By Ahmad Majidyar | Fellow and Director of IranObserved Project - The Middle East Institute | Mar 15, 2018
Iran’s top clerical body rules out missile negotiation with West

Iran’s Assembly of Experts has said that Tehran will not negotiate with Western powers over its defense matters and called on the government to further enhance the country’s ballistic missile program. According to conservative daily Kayhan, the 88-member clerical council which chooses the country’s supreme leader, also accused the United States of violating the 2015 Iran nuclear deal and asked the government to take retaliatory measures against Washington. In a statement at the conclusion of its biannual meeting on Wednesday, the high-ranking body further stressed that the government should adopt a policy of “resistance economy” to address the Iranian people’s economic challenges and ensure national unity and stability. Moreover, the statement denounced the Trump administration’s decision to recognize Jerusalem as Israel’s capital and also attacked Saudi Arabia and Bahrain. The assembly reelected hardliner Ayatollah Ahmad Jannati as the chairman of the council. 

Comment: In January, President Donald Trump reluctantly waived nuclear-related sanctions, but emphasized that it was “the last chance” for US Congress and European powers to come up with an agreement to crack down on Iran’s ballistic missile program and strengthen other provisions of the deal. While European countries strongly support the Iran deal and want to keep and implement it, they share Washington’s concerns about Iran’s missile activities and destabilizing role in the region. Some European leaders have called for separate agreements with Iran on the missile dispute to supplement the Iran deal. However, Tehran has consistently rejected any talks with Western powers over the missile issue. 
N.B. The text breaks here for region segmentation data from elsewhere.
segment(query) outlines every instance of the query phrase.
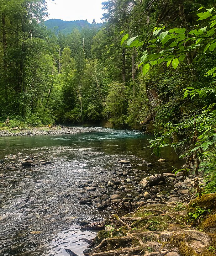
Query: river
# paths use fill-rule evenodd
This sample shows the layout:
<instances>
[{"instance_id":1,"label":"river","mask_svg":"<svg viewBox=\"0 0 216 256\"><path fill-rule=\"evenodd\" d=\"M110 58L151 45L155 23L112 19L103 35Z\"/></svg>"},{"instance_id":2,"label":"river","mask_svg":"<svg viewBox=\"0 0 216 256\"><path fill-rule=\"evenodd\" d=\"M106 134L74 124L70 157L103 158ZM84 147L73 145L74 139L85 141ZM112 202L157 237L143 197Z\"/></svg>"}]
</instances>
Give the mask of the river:
<instances>
[{"instance_id":1,"label":"river","mask_svg":"<svg viewBox=\"0 0 216 256\"><path fill-rule=\"evenodd\" d=\"M79 184L89 179L103 184L114 177L119 160L129 161L141 178L181 165L171 149L161 156L169 161L159 162L152 150L144 148L152 137L142 132L83 129L83 133L64 136L0 137L0 159L19 152L24 158L36 155L52 162L0 170L0 176L5 175L0 180L1 256L68 256L67 249L82 256L87 240L96 233L81 231L79 221L102 220L111 210L99 211L94 204L81 205ZM142 159L153 166L141 164ZM127 191L133 191L132 185Z\"/></svg>"}]
</instances>

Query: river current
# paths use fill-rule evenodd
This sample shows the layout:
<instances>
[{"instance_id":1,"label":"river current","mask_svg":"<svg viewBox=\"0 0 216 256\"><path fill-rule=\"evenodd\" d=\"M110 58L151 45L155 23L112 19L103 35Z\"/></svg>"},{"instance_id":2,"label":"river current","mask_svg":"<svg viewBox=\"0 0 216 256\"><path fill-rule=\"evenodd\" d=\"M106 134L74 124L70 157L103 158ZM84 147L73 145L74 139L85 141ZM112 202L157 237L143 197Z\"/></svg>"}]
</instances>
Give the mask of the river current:
<instances>
[{"instance_id":1,"label":"river current","mask_svg":"<svg viewBox=\"0 0 216 256\"><path fill-rule=\"evenodd\" d=\"M19 152L24 158L36 155L52 162L0 170L0 176L6 177L0 182L1 256L68 256L67 249L82 256L96 233L81 231L79 221L102 220L111 210L99 211L94 204L81 205L79 184L88 179L101 184L113 178L120 160L129 161L141 178L181 166L171 149L161 156L169 161L159 162L145 147L152 136L142 132L82 129L84 132L67 135L0 137L0 159ZM153 166L142 165L142 159ZM133 191L132 185L127 191Z\"/></svg>"}]
</instances>

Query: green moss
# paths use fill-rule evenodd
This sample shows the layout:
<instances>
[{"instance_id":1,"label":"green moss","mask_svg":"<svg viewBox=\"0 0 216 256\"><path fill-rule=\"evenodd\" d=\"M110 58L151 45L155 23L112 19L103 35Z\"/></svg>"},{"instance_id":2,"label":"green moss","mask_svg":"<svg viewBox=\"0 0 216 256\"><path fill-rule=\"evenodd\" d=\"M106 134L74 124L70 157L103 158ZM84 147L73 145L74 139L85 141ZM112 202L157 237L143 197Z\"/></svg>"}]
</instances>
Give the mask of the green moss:
<instances>
[{"instance_id":1,"label":"green moss","mask_svg":"<svg viewBox=\"0 0 216 256\"><path fill-rule=\"evenodd\" d=\"M211 228L216 228L216 214L212 215L203 221L201 227L206 231L209 231Z\"/></svg>"},{"instance_id":2,"label":"green moss","mask_svg":"<svg viewBox=\"0 0 216 256\"><path fill-rule=\"evenodd\" d=\"M168 192L167 191L165 191L165 190L162 190L162 191L160 191L159 192L160 195L166 195L168 194Z\"/></svg>"},{"instance_id":3,"label":"green moss","mask_svg":"<svg viewBox=\"0 0 216 256\"><path fill-rule=\"evenodd\" d=\"M97 234L95 240L95 243L98 245L105 238L107 237L104 230L100 230Z\"/></svg>"},{"instance_id":4,"label":"green moss","mask_svg":"<svg viewBox=\"0 0 216 256\"><path fill-rule=\"evenodd\" d=\"M184 242L181 242L179 247L179 252L183 256L199 256L196 252Z\"/></svg>"},{"instance_id":5,"label":"green moss","mask_svg":"<svg viewBox=\"0 0 216 256\"><path fill-rule=\"evenodd\" d=\"M216 210L216 193L203 195L200 198L198 198L192 201L189 206L196 207L199 206L206 210Z\"/></svg>"}]
</instances>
Indeed, since signing the nuclear accord in July 2015, Iran has increased the production of its ballistic missiles and has test-fired more than a dozen ballistic missiles. On March 7, a senior commander of the Islamic Revolution Guards Corps said that Iran has increased its missile and defense-related production three-fold despite mounting pressure by the United States and its allies, Tasnim News Agency reported. “The enemy’s actions and confrontation with us as well as their efforts to limit our defense power have backfired. In the past, we needed to convince the parliament and the government in this regard, but now all government officials are actively working on this and our production has increased three-fold compared to the past,” Brigadier General Amir Ali Hajizadeh, the chief commander of the IRGC Aerospace Force, told a conference on the significance of fighting for the Islamic revolution.

As Hajizadeh’s statement indicate, there is a general consensus among all Iranian leaders that the Islamic Republic should defy Western pressure and further enhance its missile program. According to Iranian military officials, the country has also increased the range, precision and longevity of its ballistic missiles. In addition to missiles, Iran’s arms production capacity has seen a staggering 100-fold increase in the past five years. 

On May 12, Trump will face another deadline to decide on sanctions waiver for Iran. If he refuses to continue the sanctions waiver, the United States will effectively withdraw from the nuclear deal.